Because the remedies available to our hypothetical Mexican worker in China are less desirable than those available to the American worker, she faces a disparate result. Neither the law of China, the country where the harassment occurred, nor the law of her home country would protect the Mexican worker as effectively as American labor and employment law. Unless she is covered by American law, the Mexican worker is subject to a lower standard of care than is her American counterpart.
Following a 1991 United States Supreme Court decision limiting Title VII’s application for American MNEs abroad,1 Congress made clear that the protections of Title VII extend to American citizens while employed by American companies overseas.2 Yet these protections still do not apply to non-resident aliens working for the same United States employer. In a situation such as the one set forth in our introductory example, a Chinese worker would be covered by Chinese law, and an American worker would be covered by American law. Mexican employment law does not extend to employees abroad, and Title VII does not extend to non-U.S. citizens. Because Chinese courts are unlikely to adequately protect her, the Mexican worker would be left with no redress for the harm she suffered.

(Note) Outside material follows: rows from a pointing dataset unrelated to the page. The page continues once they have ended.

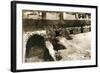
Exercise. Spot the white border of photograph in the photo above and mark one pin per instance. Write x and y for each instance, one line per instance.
(21, 65)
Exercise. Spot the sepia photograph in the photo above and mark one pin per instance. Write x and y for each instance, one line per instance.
(48, 36)
(56, 36)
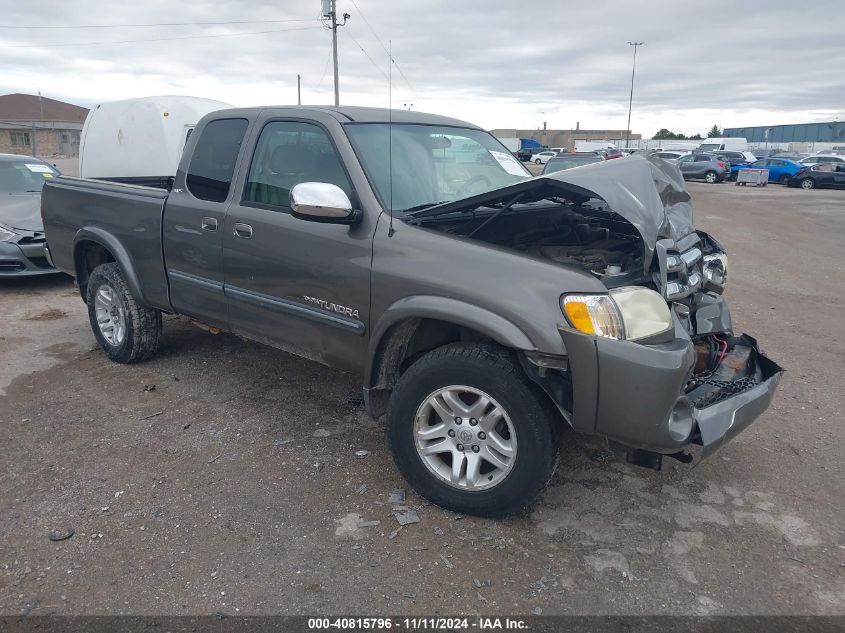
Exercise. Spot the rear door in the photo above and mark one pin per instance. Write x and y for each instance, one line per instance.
(298, 285)
(194, 221)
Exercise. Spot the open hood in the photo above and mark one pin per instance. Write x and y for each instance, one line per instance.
(650, 193)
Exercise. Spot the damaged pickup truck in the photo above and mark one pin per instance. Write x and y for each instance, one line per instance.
(482, 308)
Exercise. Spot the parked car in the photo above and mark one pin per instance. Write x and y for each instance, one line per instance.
(670, 155)
(290, 226)
(568, 161)
(736, 160)
(22, 242)
(819, 176)
(822, 158)
(780, 169)
(708, 167)
(541, 158)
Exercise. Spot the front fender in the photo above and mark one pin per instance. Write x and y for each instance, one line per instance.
(449, 310)
(118, 251)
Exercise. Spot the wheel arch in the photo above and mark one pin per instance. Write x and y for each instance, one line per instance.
(93, 246)
(415, 325)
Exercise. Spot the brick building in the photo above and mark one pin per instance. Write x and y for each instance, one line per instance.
(32, 124)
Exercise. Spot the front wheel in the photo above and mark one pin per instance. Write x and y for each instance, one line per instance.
(470, 433)
(127, 332)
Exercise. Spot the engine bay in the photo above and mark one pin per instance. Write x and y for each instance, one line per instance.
(583, 235)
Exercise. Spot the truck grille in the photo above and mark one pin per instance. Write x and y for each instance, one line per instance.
(679, 262)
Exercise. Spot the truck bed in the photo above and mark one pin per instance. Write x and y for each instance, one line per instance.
(125, 217)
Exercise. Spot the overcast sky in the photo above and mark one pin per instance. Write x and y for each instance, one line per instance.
(497, 63)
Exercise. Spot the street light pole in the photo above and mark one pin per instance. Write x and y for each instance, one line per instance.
(631, 98)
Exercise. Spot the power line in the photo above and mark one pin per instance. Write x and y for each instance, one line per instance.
(123, 26)
(383, 74)
(389, 54)
(159, 39)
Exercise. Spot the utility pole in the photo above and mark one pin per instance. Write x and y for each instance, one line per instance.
(330, 11)
(631, 99)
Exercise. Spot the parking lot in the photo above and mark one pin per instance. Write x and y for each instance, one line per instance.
(222, 476)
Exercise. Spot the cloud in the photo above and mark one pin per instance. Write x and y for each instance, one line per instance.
(497, 63)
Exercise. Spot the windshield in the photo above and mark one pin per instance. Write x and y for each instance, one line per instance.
(432, 164)
(24, 176)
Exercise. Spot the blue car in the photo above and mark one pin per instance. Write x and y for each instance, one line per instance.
(780, 169)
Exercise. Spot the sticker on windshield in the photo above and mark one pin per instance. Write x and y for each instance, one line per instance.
(38, 169)
(508, 163)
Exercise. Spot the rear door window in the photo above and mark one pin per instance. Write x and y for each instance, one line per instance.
(213, 162)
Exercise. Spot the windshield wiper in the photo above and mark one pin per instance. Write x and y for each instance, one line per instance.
(420, 207)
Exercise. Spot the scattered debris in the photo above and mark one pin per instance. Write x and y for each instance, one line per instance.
(57, 536)
(407, 517)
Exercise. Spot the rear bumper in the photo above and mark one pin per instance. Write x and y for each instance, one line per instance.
(24, 260)
(640, 396)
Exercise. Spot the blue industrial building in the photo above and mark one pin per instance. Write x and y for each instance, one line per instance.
(831, 132)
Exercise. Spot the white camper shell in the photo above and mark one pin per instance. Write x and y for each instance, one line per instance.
(140, 141)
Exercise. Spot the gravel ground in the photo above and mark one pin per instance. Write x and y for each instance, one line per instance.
(222, 476)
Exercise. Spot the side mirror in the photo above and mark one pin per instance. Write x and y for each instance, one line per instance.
(322, 202)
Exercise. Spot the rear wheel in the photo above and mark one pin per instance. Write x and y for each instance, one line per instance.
(469, 432)
(127, 331)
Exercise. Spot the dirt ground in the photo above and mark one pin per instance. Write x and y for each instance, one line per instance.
(222, 476)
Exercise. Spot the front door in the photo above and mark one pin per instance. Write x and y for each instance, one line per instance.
(194, 222)
(298, 285)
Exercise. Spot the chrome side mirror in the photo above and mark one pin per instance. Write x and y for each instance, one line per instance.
(322, 202)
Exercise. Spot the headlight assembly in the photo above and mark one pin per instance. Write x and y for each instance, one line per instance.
(6, 234)
(632, 313)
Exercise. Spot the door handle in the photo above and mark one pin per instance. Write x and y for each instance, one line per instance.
(242, 230)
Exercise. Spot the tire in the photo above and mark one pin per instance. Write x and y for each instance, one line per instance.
(527, 427)
(129, 332)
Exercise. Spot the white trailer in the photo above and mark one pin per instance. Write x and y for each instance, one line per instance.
(732, 144)
(140, 141)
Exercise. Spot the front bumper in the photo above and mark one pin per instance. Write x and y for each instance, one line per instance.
(639, 395)
(25, 258)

While some observers could argue that the United States has no duty to protect non-U.S. alien workers abroad, this Note argues that American companies would benefit from applying American labor standards uniformly throughout the world. By requiring both American employees and alien employees who are not citizens of the host country to sign mutual arbitration agreements authorizing the use of American labor standards, American MNEs could avoid many of the problems that arise from choice of law issues and from the existence of differing employment policies within a single workplace. This is also a more realistic and attainable scenario than forcing all workers within the American MNE to utilize the American standard. Extending Title VII protections through arbitration agreements to alien employees who are not citizens of the host country would diminish the perception of American corporations as imperialistic, reduce the possibility of stratification between employees, and provide an opening for improved labor standards throughout the world.
Part II of this Note details the evolution of the United States’ Title VII law, which extended protection to U.S. citizens abroad and denied protection to aliens employed by American MNEs abroad. This section will also provide discussion of why further application of Title VII to workers in all countries would be misguided. Part III then provides a brief analysis of provisions of Mexican and Chinese law that are analogous to Title VII. Part IV evaluates the implications—taking into account both historical and potential future issues of stratification within the workplace—that arise from applying different legal standards to equivalent employees under similar circumstances. Part IV also discusses the merits of using the American sexual harassment standard in an international setting from both an economic and fairness perspective. Part V addresses possible solutions to the problem, including the use of an American choice of law arbitration agreement which all MNEs could utilize. Finally, Part VI discusses the possible negative implications of adopting such a policy and addresses concerns raised by adopting the American standard.